これは日本人独特の文化なのかもしれませんが、日本人はみんながやっていると自分もやらなければならないと考えやすいように思います。よく言われるのが、喫茶店である人がコーヒーを注文すると同調する人が多いので喫茶店は儲かると聞いたことがあります。マスクの着用でも欧米のように罰則規定がなくても、みんながしてるからみたいな空気感のようなものがあると思います。こうしたことが実際教育現場でもあると考えます。例えば、ピーマンが嫌いの子どもが、仲の良い友達がおいしそうに食べている様子をみて、食べられるようになった。

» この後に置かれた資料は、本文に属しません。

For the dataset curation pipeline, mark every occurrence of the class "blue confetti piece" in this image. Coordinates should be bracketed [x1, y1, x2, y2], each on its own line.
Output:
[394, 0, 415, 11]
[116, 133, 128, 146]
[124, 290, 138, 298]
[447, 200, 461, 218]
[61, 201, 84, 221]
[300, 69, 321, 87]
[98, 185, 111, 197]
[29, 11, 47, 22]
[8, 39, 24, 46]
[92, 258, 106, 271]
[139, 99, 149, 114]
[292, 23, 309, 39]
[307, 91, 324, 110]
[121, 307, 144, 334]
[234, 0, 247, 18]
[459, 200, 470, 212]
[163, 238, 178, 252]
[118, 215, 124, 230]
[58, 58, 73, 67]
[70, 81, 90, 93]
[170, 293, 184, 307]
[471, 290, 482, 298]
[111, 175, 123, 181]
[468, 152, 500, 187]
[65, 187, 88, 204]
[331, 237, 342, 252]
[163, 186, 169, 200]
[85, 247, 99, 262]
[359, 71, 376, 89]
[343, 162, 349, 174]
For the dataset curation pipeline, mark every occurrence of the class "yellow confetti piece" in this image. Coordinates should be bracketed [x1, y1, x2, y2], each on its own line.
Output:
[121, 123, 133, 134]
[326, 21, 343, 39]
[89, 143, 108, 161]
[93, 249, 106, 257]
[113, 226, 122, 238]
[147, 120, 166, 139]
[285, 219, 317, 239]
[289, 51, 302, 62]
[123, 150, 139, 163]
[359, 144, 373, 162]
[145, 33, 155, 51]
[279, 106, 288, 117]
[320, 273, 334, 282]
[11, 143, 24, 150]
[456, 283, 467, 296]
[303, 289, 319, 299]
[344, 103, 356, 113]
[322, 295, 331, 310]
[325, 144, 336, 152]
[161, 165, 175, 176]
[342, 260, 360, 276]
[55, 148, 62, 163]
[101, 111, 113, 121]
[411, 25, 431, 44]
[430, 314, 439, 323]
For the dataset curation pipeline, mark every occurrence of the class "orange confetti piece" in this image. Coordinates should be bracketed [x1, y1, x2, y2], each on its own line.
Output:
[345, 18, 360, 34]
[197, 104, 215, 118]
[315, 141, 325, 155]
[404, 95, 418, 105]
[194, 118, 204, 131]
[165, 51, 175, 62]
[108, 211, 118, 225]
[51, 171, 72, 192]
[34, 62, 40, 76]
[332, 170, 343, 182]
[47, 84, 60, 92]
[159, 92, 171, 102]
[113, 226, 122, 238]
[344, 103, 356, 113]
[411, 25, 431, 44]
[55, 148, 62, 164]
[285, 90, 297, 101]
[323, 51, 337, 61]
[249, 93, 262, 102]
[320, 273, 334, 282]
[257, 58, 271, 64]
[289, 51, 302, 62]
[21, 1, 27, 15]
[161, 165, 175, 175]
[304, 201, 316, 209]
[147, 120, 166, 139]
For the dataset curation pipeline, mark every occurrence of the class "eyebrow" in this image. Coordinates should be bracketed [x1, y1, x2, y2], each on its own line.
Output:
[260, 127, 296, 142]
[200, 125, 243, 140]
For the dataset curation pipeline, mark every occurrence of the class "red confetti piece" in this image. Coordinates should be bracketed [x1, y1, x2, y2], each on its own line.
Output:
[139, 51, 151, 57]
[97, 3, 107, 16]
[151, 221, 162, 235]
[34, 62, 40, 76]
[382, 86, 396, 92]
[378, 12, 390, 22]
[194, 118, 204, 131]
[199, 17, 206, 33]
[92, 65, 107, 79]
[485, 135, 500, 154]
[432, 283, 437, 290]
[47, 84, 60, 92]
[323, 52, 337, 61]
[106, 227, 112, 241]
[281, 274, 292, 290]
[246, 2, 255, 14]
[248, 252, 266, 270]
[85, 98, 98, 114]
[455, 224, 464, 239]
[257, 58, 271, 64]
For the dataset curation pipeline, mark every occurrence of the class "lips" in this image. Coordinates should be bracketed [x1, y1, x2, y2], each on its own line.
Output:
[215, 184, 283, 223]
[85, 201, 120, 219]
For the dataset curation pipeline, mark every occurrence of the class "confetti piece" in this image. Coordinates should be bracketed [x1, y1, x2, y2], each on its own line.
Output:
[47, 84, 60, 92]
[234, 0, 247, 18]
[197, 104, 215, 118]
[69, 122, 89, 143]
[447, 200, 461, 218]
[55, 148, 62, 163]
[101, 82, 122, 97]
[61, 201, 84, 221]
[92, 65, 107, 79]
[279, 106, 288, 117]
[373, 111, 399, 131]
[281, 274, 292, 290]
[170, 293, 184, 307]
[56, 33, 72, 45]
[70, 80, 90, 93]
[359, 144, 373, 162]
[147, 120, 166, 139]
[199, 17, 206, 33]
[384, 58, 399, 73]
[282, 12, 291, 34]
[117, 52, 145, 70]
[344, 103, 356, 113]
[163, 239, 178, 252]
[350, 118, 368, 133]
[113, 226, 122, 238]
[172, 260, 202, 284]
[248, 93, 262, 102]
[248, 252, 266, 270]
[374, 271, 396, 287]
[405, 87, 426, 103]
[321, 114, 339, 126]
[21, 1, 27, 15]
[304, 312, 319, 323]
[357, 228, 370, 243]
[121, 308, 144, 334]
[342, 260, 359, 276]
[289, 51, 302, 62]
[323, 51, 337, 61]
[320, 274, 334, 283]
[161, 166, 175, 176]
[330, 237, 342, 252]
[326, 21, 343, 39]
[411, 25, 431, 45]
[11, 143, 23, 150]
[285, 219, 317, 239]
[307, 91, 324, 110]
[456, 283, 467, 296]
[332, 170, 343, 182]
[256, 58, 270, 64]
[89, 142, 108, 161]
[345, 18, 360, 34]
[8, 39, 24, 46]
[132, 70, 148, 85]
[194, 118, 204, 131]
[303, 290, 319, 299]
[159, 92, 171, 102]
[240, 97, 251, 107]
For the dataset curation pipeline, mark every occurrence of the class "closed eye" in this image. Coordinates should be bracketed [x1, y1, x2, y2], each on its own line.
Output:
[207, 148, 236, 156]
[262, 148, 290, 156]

といった話などもその一つです。これは体にいいから食べなさいと叱るより効果的です。これを私は集団による教育と言っています。では、どのように教師が集団による教育を進めていけばいいのでしょうか。私なりの考えを述べます。
①よさをみとめ広める
これはベテラン教師なればなるほど、よく使う方法です。つまり、頑張っている子どものよさを認め、それを多くの子ども達に伝えていく方法です。授業がはじまったのにざわついていた時、一括して静かにしなさいと注意する方法もありますが、○○君の姿勢とってもいいね。○○さん話を聞く姿勢がすごく素敵ですね。といった言葉のなげかけです。不思議なことにこの言葉に多くの子ども達は口を閉じて聞く姿勢を作ることがあります。グループでもいいです。1班はとてもよく掃除をがんばりました。すばらしいですね。みんなで拍手をしましょう。1列目の子は忘れ物がゼロでした。などと良さをひろめていくのです。個別に叱らなくても、不思議と学級全体がいい方向へ向かいます。ただし、これだけで全てうまくいくとは限りません。時には厳しく、時には認め励ますことで学級の雰囲気が学習集団へと変わっていきます。ある種の秩序ができあがってきます。これが私の考える集団による教育です。
②仲間によさを認めてもらう
小学校ではよくやる方法ですが、良いことみつけというものです。一日のがんばっている子を発表してもらうのです。あるいはキラキラさんなどと言われるように、頑張っている子どもの様子をカードにかいて教室で掲示する方法もあります。方法はいろいろありますが、仲間同士よさを認め合う場を作ることが、お互いを高めあうのに役立ちます。
③委員会や係による表彰
ボランティア表彰、多読賞、あいさつ名人など係や委員会が頑張っている子に賞状をおくる方法もあります。中学校では学級ごとで○○点検やキャンペーンといって隅々掃除など頑張っているクラスや個人を表彰する方法があります。これも集団による教育の一環です。積極的な生徒指導ともいわれ、プラス面での良さを認めることで学級全体がよりよい方向に向かっていきます。
④環境を整える
ベテランの教師になると、環境の乱れを気にします。ゴミが落ちていると黙って拾い。机を乱れていると放課後、整頓します。雑巾が乱雑にかけてあると整理します。いがいと若いころは気づかなかったのですが、こうした環境面を整えることは落ち着いた学習環境を作ることへつながります。昔、ニューヨークの地下鉄で落書きを消したら、犯罪率が下がったと聞いたことがあります。落ち着いた環境づくりは集団を育てるのに一役をになっていると思います。子どもだけに目にをむけるのではなくこうした環境面での整備にも目を向けてほしいと考えます。
⑤みんながやらなければ誰もやらない
これをかくと日本人は変わっていると言われるのですが、その時代の雰囲気にようなものがあります。校内暴力って聞いたことありますか。私が教師になったころは校内暴力という言葉がテレビでも普通に流れ、そうした番組も多くありました。変形学ランがはやり、そうした漫画もはやりました。それが当時かっこよかったのです。今、そんな学生みたことありますか?ある番組でヤンキーを探せとかいうのがやっていましたが、本当にみなくなりました。なぜか?一言でいうとカッコ悪いからです。映画の世界の話になっています。誰もやらない。そんな時代に個性だと言って変形した学生服を着てくる子はいなくなりました。ピアスも一頃に比べるとずいぶん減りました。なにか流行のようなものがあり、そうした空気みたいなのが集団の意識といして学校にも影響を与えてきました。明確に根拠はないのですが、何となく流れる雰囲気も意識しながら指導をすることは大切に思います。今は○○ハラと言われるように、ちょっとした言葉のやりとりが問題になる時代です。我々教師は時代の流れも意識して指導に当たる必要があると思います。